The problem is, some words have multiple definitions, and those definitions are nested within the data. For example, 'tart' has three definitions, meaning if you query the API for 'tart' you will get a list of three dictionaries, and the definition is nested within those dictionaries. The way my code is written right now, it's only including the last definition in the list.

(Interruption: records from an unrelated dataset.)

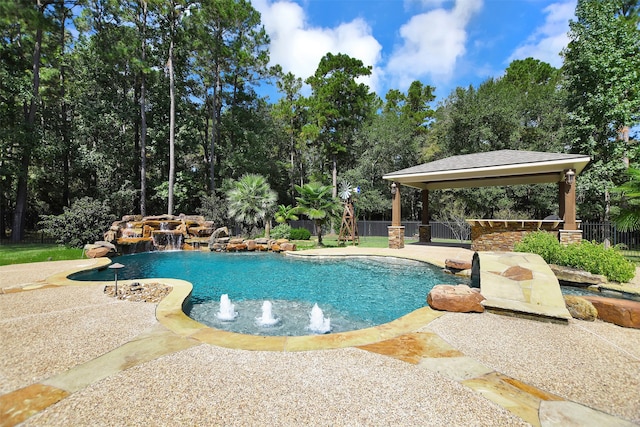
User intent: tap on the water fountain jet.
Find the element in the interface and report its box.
[216,294,238,321]
[309,303,331,334]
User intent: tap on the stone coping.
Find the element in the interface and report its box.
[46,254,445,351]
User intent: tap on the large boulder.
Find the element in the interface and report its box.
[85,247,111,258]
[280,242,296,252]
[427,285,485,313]
[211,227,229,240]
[564,295,598,322]
[582,296,640,329]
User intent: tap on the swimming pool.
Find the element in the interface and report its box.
[70,252,466,335]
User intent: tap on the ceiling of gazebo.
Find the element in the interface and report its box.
[383,150,591,190]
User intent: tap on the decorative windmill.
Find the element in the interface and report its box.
[338,182,360,245]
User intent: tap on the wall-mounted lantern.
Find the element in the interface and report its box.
[564,169,576,185]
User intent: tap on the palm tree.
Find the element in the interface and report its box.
[295,182,342,245]
[275,205,298,224]
[227,174,278,237]
[612,168,640,231]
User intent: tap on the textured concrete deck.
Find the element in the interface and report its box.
[0,245,640,426]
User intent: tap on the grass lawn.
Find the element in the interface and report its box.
[0,244,82,265]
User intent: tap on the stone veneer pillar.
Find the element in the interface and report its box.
[387,225,404,249]
[559,230,582,246]
[418,224,431,243]
[418,190,431,243]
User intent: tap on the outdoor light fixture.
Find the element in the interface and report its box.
[109,262,124,298]
[564,169,576,185]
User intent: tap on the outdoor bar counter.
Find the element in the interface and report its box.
[467,219,582,252]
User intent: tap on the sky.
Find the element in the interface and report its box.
[251,0,576,101]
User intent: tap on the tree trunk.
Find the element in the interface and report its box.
[209,64,220,196]
[167,35,176,215]
[331,153,338,198]
[140,1,147,217]
[11,10,43,243]
[316,222,322,246]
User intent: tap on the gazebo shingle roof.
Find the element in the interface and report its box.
[383,150,591,189]
[385,150,585,179]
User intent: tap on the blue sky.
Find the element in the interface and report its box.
[251,0,576,99]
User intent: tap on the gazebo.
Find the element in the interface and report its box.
[383,150,591,250]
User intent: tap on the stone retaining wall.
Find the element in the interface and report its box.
[467,220,562,252]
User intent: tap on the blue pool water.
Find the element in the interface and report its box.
[71,252,465,335]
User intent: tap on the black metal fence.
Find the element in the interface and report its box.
[290,220,640,257]
[289,219,464,240]
[7,220,640,257]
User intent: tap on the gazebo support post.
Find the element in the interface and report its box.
[388,182,404,249]
[558,169,582,245]
[418,190,431,243]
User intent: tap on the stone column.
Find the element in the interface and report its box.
[391,182,402,227]
[388,182,404,249]
[558,169,582,246]
[561,169,578,230]
[418,190,431,243]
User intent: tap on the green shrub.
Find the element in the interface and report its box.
[559,241,636,283]
[39,197,116,248]
[270,224,291,239]
[514,231,562,264]
[290,228,311,240]
[514,231,635,282]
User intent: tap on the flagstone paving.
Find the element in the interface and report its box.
[0,245,637,426]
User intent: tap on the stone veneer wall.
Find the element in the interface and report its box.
[560,230,582,246]
[387,225,404,249]
[471,220,558,252]
[418,224,431,243]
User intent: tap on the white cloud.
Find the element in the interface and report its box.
[386,0,482,88]
[509,0,576,68]
[252,0,382,90]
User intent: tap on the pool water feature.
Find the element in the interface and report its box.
[70,252,467,336]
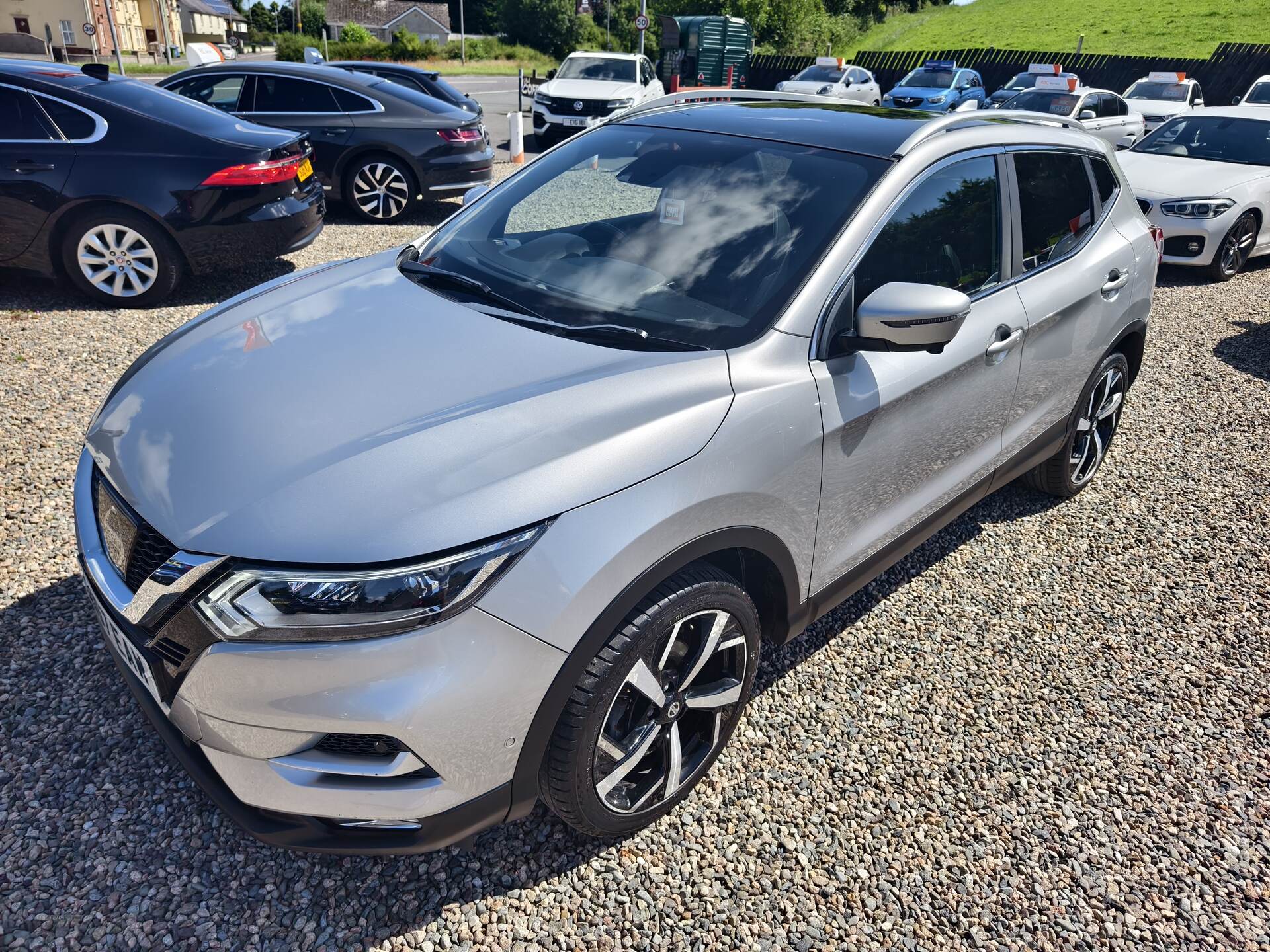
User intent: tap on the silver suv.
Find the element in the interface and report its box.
[75,91,1158,853]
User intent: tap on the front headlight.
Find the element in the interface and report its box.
[194,524,546,641]
[1160,198,1234,218]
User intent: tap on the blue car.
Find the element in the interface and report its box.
[881,60,987,113]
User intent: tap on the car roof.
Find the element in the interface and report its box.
[614,99,1091,159]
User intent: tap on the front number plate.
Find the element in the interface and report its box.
[93,598,163,706]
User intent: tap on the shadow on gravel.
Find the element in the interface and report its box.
[1213,321,1270,381]
[0,485,1056,947]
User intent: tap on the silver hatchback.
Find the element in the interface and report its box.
[76,93,1158,853]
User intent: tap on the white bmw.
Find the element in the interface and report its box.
[776,56,881,105]
[1118,105,1270,280]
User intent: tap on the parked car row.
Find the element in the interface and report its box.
[0,60,494,306]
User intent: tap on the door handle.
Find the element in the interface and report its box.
[1103,268,1129,294]
[983,324,1026,357]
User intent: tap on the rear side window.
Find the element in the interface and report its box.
[330,86,373,113]
[1089,157,1120,211]
[1013,152,1093,272]
[855,156,1001,302]
[169,75,246,113]
[251,76,341,113]
[0,87,56,142]
[40,97,97,142]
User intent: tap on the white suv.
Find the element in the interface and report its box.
[533,54,665,145]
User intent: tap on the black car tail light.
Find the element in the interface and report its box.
[437,128,482,142]
[203,155,305,188]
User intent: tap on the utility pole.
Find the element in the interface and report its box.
[151,0,171,66]
[103,0,124,76]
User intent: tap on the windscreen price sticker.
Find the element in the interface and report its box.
[1037,76,1076,93]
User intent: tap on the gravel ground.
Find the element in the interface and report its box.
[0,182,1270,951]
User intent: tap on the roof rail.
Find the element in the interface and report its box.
[612,87,864,119]
[894,109,1088,159]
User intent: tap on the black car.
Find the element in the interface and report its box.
[0,60,326,307]
[326,60,485,116]
[160,62,494,222]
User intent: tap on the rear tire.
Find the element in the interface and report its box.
[343,155,419,225]
[1024,350,1129,499]
[58,208,184,307]
[1208,212,1257,280]
[538,563,759,836]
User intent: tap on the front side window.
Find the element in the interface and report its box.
[0,87,56,142]
[1009,89,1081,116]
[855,156,1001,303]
[171,75,246,113]
[556,56,635,83]
[1133,116,1270,165]
[419,124,890,348]
[1013,152,1093,272]
[251,75,341,113]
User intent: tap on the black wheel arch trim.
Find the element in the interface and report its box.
[507,526,804,820]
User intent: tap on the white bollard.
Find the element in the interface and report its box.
[507,113,525,165]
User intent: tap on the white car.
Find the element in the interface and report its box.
[776,56,881,105]
[1119,105,1270,280]
[533,54,665,145]
[992,87,1144,149]
[1124,72,1204,132]
[1234,73,1270,105]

I want the dataframe to have either: a) one row for each word, then columns for "definition 1", "definition 2", "word origin 1", "word origin 2", etc., or b) one row for each definition, so "tart" would be three rows
But I don't see how to do that without creating a very confusing and complicated code that involves for loops within for loops within for loops, etc.
Here is my code:
wordlist = ['illicitly', 'tray', 'tali', 'tart', 'itty']
rows = []
for word in wordlist:
row = {}
row['word'] = word
print(word)
url = "https://api.dictionaryapi.dev/api/v2/entries/en/"+word
# time.sleep(5)
response = requests.get(url)
if response.status_code != 200:
row['response'] = "Not found"
rows.append(row)
continue
else:
row['response'] = "Found"
data = response.json()
row['number_of_definitions'] = len(data)
for d in data:
if 'origin' in d.keys():
row['origin'] = d['origin']
else:
row['origin'] = "No origin found"
rows.append(row)
df = pd.DataFrame(rows)
UPDATED TO ADD: Although there are other Stackoverflow questions about nested JSON data, this situation is different because not every dictionary has the same key. For example, some entries include a word origin, and others do not.